Obsesif-kompulsif bozukluğun belirtileri arasında tekrarlayan düşünceler veya görüntüler, bir hastalığa yakalanma korkusu, belirli eylemleri belirli bir sırayla veya belirli sayıda gerçekleştirme ihtiyacı, kapalı kapıları veya sobanın kapalı olup olmadığını kontrol etme ihtiyacı ve diğer durumlar yer alabilir. benzer tezahürler. Bu düşünce ve arzular insanda kaygı ve endişeye neden olur ancak buna rağmen onlardan kurtulamaz.

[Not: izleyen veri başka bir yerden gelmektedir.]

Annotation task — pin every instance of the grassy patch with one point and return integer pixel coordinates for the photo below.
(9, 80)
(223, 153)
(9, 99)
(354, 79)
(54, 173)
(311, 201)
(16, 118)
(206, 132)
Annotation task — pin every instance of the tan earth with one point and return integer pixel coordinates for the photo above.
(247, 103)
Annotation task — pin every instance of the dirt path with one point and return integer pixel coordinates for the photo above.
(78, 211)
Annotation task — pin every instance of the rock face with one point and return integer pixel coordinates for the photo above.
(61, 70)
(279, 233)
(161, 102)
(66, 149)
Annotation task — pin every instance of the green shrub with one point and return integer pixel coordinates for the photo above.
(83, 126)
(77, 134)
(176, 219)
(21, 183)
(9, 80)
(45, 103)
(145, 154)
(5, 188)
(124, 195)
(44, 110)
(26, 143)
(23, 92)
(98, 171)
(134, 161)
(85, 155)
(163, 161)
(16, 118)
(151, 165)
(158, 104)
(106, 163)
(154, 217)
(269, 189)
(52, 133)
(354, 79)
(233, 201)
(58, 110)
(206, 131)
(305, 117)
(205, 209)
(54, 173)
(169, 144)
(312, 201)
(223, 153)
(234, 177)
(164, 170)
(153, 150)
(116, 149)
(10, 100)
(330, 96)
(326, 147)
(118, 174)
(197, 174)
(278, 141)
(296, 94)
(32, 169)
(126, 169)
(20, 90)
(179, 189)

Obsesif kompulsif bozukluk aynı zamanda depresyon veya anksiyete bozukluğu gibi diğer ruhsal bozukluklarla da ilişkili olabilir. Bazı durumlarda ensefalit gibi beynin organik hastalıklarıyla ilişkili olabilirler.
Obsesif kompulsif bozukluğun tedavisi, kişinin düşüncelerinin ve davranışlarının farkına varmasına yardımcı olan davranış terapisini ve durumunun nedenlerini anlamalarına ve endişe ve endişeyle baş etmeyi öğrenmelerine yardımcı olan psikoterapiyi içerebilir. Bazı durumlarda kaygıyı ve huzursuzluğu azaltmak için sakinleştiriciler reçete edilebilir.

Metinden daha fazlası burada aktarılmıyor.